Here's what I think...

Sunday, February 20, 2011

Peaceful Assembly as Protest

We watched tens of thousands of young Egyptians assembly peaceable to protest their suppressive regime. Some of us cheered. Some of us wanted policy to be directed at maintenance of the status quo.

We are now watching thousands of frustrated educators peaceably protest policies of the newly elected state government in Wisconsin. American conservatives believe this is inappropriate. They tended to be far more sanguine over the somewhat less peaceable protests against "Obama Care" during the summer of 2009.

Sauce for the Gander
Sorry guys. What's sauce for the goose, is sauce for the gander. The Wisconsin teachers have made substantial concessions on pensions and health insurance.

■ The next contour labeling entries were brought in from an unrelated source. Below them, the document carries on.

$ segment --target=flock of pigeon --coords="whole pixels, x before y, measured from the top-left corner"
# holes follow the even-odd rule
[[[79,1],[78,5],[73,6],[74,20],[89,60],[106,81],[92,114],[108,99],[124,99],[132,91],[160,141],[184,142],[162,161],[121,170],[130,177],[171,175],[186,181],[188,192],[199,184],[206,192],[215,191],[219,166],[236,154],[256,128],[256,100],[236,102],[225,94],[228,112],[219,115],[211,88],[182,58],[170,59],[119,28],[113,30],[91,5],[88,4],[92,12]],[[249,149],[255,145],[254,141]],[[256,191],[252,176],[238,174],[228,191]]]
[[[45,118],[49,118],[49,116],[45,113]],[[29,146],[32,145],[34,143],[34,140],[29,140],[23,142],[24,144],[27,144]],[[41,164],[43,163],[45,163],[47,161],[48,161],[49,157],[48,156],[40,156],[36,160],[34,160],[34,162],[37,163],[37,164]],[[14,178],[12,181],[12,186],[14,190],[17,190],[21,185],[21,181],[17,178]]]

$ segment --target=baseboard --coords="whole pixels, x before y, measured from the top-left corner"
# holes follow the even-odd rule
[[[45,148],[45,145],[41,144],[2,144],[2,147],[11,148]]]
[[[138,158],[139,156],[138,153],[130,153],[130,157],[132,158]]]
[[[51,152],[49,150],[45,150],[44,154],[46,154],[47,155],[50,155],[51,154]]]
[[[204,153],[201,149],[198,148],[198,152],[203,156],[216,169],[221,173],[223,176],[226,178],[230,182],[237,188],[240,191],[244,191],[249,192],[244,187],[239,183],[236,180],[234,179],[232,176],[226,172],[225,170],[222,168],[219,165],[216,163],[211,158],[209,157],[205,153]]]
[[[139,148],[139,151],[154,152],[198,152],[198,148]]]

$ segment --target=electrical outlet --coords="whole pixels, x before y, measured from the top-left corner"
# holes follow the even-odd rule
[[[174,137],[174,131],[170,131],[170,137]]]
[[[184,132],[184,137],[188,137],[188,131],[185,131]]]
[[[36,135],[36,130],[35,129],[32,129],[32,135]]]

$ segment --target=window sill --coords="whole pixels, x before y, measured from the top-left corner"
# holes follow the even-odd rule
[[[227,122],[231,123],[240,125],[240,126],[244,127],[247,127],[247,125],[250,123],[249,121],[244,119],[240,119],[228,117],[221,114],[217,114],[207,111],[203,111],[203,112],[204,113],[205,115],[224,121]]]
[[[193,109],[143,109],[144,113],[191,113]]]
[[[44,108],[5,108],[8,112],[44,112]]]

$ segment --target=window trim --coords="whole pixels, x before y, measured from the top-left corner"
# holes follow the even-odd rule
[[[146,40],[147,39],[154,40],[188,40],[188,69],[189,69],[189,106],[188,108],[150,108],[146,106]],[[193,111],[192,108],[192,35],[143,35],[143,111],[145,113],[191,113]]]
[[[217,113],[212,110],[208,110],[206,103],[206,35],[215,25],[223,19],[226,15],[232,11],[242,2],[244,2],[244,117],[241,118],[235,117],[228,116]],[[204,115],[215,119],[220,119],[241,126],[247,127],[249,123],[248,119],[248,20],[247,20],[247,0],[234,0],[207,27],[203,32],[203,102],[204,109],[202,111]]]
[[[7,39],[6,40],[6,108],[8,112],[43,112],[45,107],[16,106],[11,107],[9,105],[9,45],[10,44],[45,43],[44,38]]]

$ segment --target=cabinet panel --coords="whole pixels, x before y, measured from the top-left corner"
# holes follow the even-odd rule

They drew the line in the sand over their right to collectively bargain.

Public employees serve at the discretion of the taxpayers you say? True. And hard times call for harsh measures. But the Wisconsin teachers' union has already agreed to very hard measures. Its members proved willing to sacrifice for the common good. What they refuse to give up is their right to bargain as a unit, rather than individuals. To strip them of this right, is to insure they have no clout at all at the bargaining table. It is a negation of the concept of public unions. Depriving employees of union protection makes them incredibly vulnerable.

During the early 1980s President Ronald Reagan summarily fired all the striking air traffic controllers. The reason for the strike? Chronic under staffing had make this job incredibly stressful and endangered the public. The result? The experienced workers were replaced by those willing to cross the picket lines and public unions were dealt a crippling blow.

Why are unions necessary?
From the days when the Pinkertons beat and murdered striking workers, the "powers that be" have always been aligned on the side of management. Unions were the only substantial institutions protecting the "small people" in a society devoted to ever increasing profit shared among fewer and fewer individuals. Our national government colluded with the corporations to ship jobs overseas to countries without the standards of workers compensation, insurance, pensions and minimum wages mandated in the U. S. of A. The result? A country that produces nothing. A population that works longer and longer hours for less and less money and an economic polarization in which the top tier do very well indeed and everyone else gets the dregs.

Can the unions survive? The outcome is far from certain. But their loss would be one more nail in the coffin of the American middle class.